17 giugno 2021
Aggiornato 02:00
A presto l'incontro della rappacificazione

Tra Alfano e il Cavaliere è nuovo amore

I toni tra Forza Italia e Ncd, da qualche giorno, sembrano essersi decisamente addolciti: all'orizzonte si intravede un riavvicinamento tra i due leader, che infatti sembra abbiano avuto un conttato telefonco a cui dovrebbe seguire un incontro. Non più odore di «tradimento», quindi, in casa Forza Italia.

ROMA - Non solo segnali di fumo. Il contatto c'è stato e, soprattutto, pare che preluda a un incontro. A rendere significativa la telefonata che si sarebbe tenuta la settimana scorsa sono i nomi di chi era all'uno e all'altro capo del telefono: Silvio Berlusconi e Angelino Alfano.

NESSUN TRADITORE - Da qualche giorno, non a caso, i toni tra Forza Italia e Ncd si sono nettamente ammorbiditi. E già che fino a un mese fa dalla bocca degli esponenti azzurri, e anche da quella del leader, si udivano ancora parole come «traditori». Per non dire del tavolo sulle Regionali fragorosamente saltato, tanto che alla fine sia in Emilia Romagna che in Calabria il centrodestra va diviso e condannato a una probabilissima sconfitta. Ma, appunto, da qualche giorno il clima è cambiato al punto da favorire un colloquio tra il Cav e il suo ex pupillo. Una telefonata nella quale è stato stabilito di preparare anche un incontro. I tempi non sono definiti, anche perché l'uveite ha tenuto almeno per questa settimana Berlusconi lontano da Roma.

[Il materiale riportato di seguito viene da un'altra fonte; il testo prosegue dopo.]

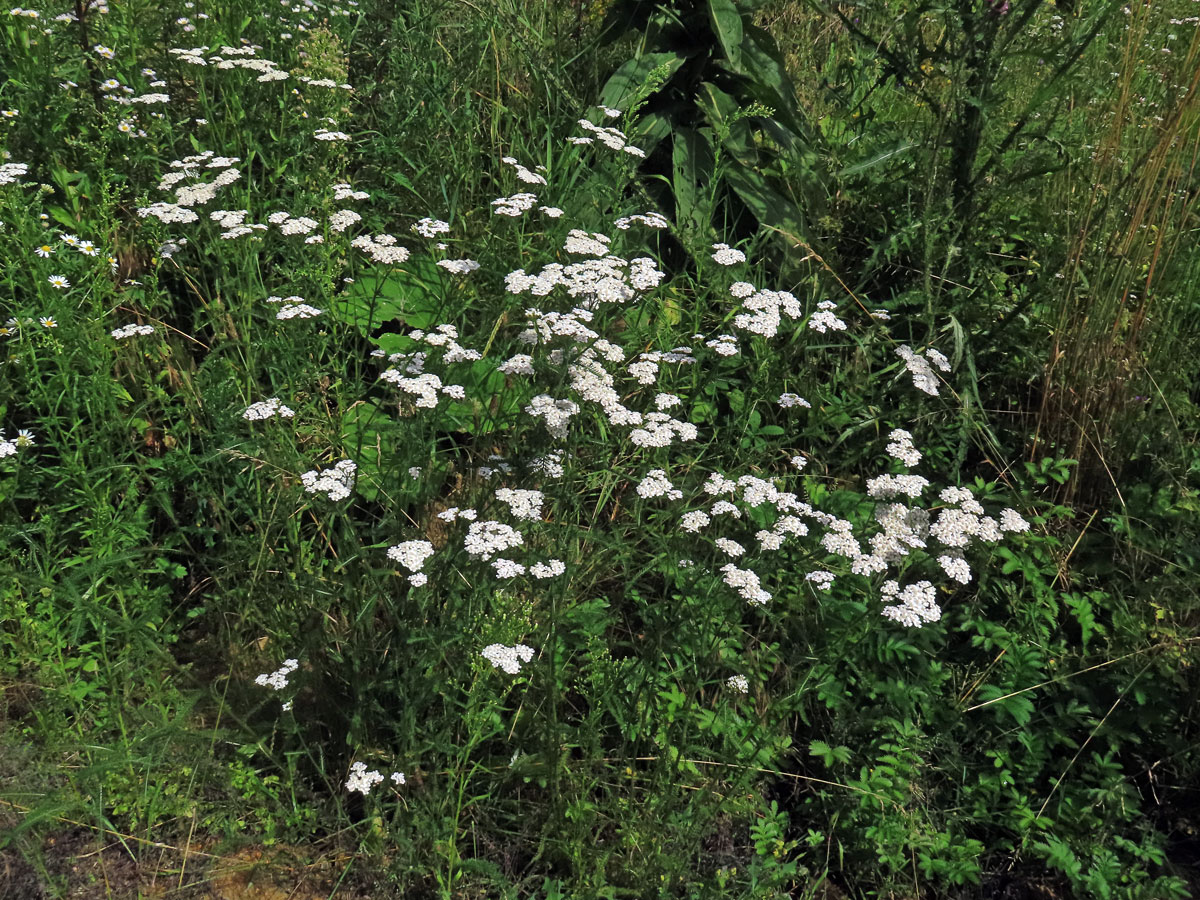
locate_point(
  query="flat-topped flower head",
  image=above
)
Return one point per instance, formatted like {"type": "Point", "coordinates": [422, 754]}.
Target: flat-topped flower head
{"type": "Point", "coordinates": [725, 255]}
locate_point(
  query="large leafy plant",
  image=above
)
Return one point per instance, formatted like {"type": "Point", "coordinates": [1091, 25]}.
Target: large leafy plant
{"type": "Point", "coordinates": [721, 129]}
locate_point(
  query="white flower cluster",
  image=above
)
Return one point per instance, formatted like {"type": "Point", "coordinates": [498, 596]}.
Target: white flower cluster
{"type": "Point", "coordinates": [913, 606]}
{"type": "Point", "coordinates": [522, 504]}
{"type": "Point", "coordinates": [279, 678]}
{"type": "Point", "coordinates": [411, 555]}
{"type": "Point", "coordinates": [923, 377]}
{"type": "Point", "coordinates": [747, 583]}
{"type": "Point", "coordinates": [550, 569]}
{"type": "Point", "coordinates": [651, 220]}
{"type": "Point", "coordinates": [507, 658]}
{"type": "Point", "coordinates": [515, 205]}
{"type": "Point", "coordinates": [655, 484]}
{"type": "Point", "coordinates": [766, 310]}
{"type": "Point", "coordinates": [486, 539]}
{"type": "Point", "coordinates": [724, 345]}
{"type": "Point", "coordinates": [346, 192]}
{"type": "Point", "coordinates": [430, 227]}
{"type": "Point", "coordinates": [268, 409]}
{"type": "Point", "coordinates": [336, 483]}
{"type": "Point", "coordinates": [787, 400]}
{"type": "Point", "coordinates": [120, 334]}
{"type": "Point", "coordinates": [459, 267]}
{"type": "Point", "coordinates": [382, 249]}
{"type": "Point", "coordinates": [11, 172]}
{"type": "Point", "coordinates": [555, 413]}
{"type": "Point", "coordinates": [9, 448]}
{"type": "Point", "coordinates": [580, 241]}
{"type": "Point", "coordinates": [725, 255]}
{"type": "Point", "coordinates": [361, 780]}
{"type": "Point", "coordinates": [612, 138]}
{"type": "Point", "coordinates": [825, 319]}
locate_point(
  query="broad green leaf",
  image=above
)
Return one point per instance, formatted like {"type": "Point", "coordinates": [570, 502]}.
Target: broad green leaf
{"type": "Point", "coordinates": [879, 159]}
{"type": "Point", "coordinates": [625, 83]}
{"type": "Point", "coordinates": [693, 169]}
{"type": "Point", "coordinates": [726, 21]}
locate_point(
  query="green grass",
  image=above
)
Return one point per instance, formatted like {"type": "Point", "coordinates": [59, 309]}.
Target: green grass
{"type": "Point", "coordinates": [1032, 729]}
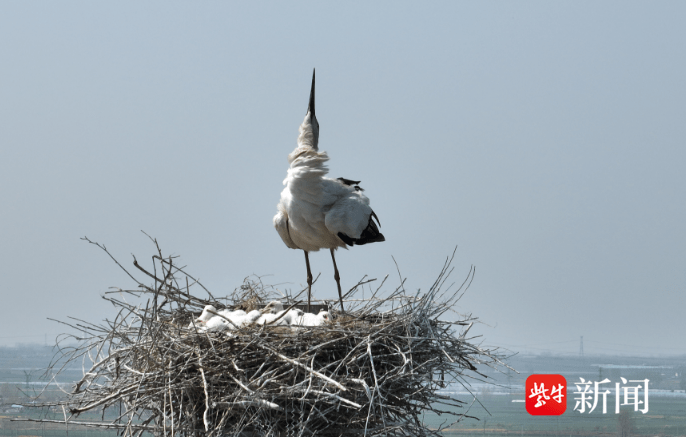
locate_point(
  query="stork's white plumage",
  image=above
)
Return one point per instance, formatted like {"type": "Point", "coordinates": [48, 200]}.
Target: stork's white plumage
{"type": "Point", "coordinates": [316, 212]}
{"type": "Point", "coordinates": [309, 319]}
{"type": "Point", "coordinates": [206, 315]}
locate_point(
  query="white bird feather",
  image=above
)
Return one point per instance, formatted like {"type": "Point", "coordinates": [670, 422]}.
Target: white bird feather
{"type": "Point", "coordinates": [316, 212]}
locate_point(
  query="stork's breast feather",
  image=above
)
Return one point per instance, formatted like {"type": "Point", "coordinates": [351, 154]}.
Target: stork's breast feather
{"type": "Point", "coordinates": [281, 225]}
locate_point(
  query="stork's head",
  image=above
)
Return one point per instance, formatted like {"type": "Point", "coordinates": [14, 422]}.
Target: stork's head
{"type": "Point", "coordinates": [309, 129]}
{"type": "Point", "coordinates": [207, 314]}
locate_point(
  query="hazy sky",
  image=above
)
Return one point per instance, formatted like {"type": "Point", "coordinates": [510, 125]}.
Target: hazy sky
{"type": "Point", "coordinates": [544, 139]}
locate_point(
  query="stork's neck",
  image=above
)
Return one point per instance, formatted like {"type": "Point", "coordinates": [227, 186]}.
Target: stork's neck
{"type": "Point", "coordinates": [309, 132]}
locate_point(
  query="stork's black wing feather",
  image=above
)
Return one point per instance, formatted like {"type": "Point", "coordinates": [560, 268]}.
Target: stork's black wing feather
{"type": "Point", "coordinates": [371, 234]}
{"type": "Point", "coordinates": [350, 183]}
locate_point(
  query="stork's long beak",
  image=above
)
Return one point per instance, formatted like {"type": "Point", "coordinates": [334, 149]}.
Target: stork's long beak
{"type": "Point", "coordinates": [313, 118]}
{"type": "Point", "coordinates": [310, 107]}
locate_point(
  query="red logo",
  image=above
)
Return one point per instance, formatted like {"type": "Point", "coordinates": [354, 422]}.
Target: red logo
{"type": "Point", "coordinates": [546, 395]}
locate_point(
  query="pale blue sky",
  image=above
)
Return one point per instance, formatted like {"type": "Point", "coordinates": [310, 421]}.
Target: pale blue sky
{"type": "Point", "coordinates": [545, 139]}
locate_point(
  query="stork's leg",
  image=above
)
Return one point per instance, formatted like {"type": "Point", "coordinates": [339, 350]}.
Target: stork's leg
{"type": "Point", "coordinates": [309, 280]}
{"type": "Point", "coordinates": [337, 277]}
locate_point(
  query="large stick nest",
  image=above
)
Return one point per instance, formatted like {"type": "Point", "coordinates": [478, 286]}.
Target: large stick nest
{"type": "Point", "coordinates": [374, 370]}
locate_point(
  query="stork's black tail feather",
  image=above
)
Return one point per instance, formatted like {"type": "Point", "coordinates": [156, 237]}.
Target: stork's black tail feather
{"type": "Point", "coordinates": [371, 234]}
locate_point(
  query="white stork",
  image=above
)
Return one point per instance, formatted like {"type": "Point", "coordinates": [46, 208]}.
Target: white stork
{"type": "Point", "coordinates": [316, 212]}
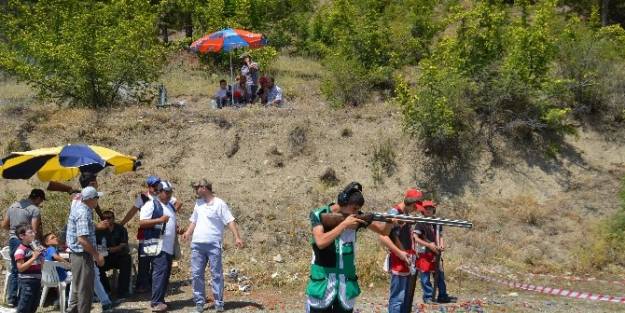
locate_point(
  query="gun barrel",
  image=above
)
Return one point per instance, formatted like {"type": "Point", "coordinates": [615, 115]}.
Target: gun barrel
{"type": "Point", "coordinates": [427, 220]}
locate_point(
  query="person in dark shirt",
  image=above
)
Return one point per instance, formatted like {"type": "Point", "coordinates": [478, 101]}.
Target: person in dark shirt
{"type": "Point", "coordinates": [115, 240]}
{"type": "Point", "coordinates": [431, 245]}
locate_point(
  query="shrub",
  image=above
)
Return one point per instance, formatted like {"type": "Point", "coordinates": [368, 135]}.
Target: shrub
{"type": "Point", "coordinates": [359, 54]}
{"type": "Point", "coordinates": [383, 162]}
{"type": "Point", "coordinates": [345, 82]}
{"type": "Point", "coordinates": [84, 51]}
{"type": "Point", "coordinates": [607, 244]}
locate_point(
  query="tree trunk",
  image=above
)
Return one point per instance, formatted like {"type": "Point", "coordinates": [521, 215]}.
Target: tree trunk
{"type": "Point", "coordinates": [605, 4]}
{"type": "Point", "coordinates": [164, 32]}
{"type": "Point", "coordinates": [188, 24]}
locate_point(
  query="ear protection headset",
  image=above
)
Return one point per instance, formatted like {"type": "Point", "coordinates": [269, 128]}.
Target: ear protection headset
{"type": "Point", "coordinates": [349, 190]}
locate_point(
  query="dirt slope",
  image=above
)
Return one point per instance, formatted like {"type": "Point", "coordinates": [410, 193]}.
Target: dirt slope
{"type": "Point", "coordinates": [530, 211]}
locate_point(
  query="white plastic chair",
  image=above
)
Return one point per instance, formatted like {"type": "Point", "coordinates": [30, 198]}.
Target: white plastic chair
{"type": "Point", "coordinates": [133, 269]}
{"type": "Point", "coordinates": [50, 279]}
{"type": "Point", "coordinates": [6, 256]}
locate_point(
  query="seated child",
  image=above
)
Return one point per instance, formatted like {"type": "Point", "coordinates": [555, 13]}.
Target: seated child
{"type": "Point", "coordinates": [223, 94]}
{"type": "Point", "coordinates": [240, 90]}
{"type": "Point", "coordinates": [29, 268]}
{"type": "Point", "coordinates": [51, 242]}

STAVOLTA SI FA SUL SERIO - Finora il lavorio di riavvicinamento è stato messo in atto dai pontieri dell'una e dell'altra parte. E un certo pressing, come spesso accade in questi casi, sarebbe venuto anche dalla famiglia dell'ex premier. Ma il contatto diretto sembra dire che questa volta si intende fare sul serio. D'altra parte a pesare è proprio il tracollo che ci si attende dalle elezioni di domenica e l'intenzione di evitare che si faccia altrettanto quando si andrà a votare per le altre Regioni in scadenza nella primavera del 2015, a cominciare da Campania e Puglia. Dei test che, in fondo, possono essere anche un banco di prova per le prossime politiche, che si tengano nel 2018 oppure prima. Così come un banco di prova è rappresentato dall'esame dell'Italicum in Senato. L'accordo di maggioranza siglato da Ncd prevede due punti formalmente contestati da Forza Italia su sbarramento e premio. Ma non a caso Maurizio Lupi oggi ha rilanciato in un'intervista al Corriere l'ipotesi di «un patto sulla legge elettorale per riunire il centrodestra». Il resto lo potrebbe fare la probabile approvazione della modifica che introduce il premio alla lista invece che alla coalizione.

INTANTO SI PENSA ALLE ELEZIONI - ell'immediato, Forza Italia guarda alle elezioni di domenica ben consapevole di avere il fiato sul collo della Lega di Salvini e di dover fare i conti con un sorpasso nei consensi. Anche per questo oggi si è tenuta una conferenza stampa piuttosto affollata di oratori, da Brunetta a Toti, da Carfagna a Gelmini e Bergamini, per illustrare gli emendamenti alla manovra. «Siamo fortemente all'opposizione», viene ripetuto come un mantra per contrastare l'immagine mediatica di una Forza Italia che «inciucia» con il governo Renzi. Per la stessa ragione gli azzurri si mobiliteranno nel week end del 29 e 30 novembre per il «No tax day», un'iniziativa che si terrà in varie piazze d'Italia con gazebo, tavolini e momenti pubblici. Ci sarà anche Silvio Berlusconi, atteso sabato a Milano a piazza San Carlo.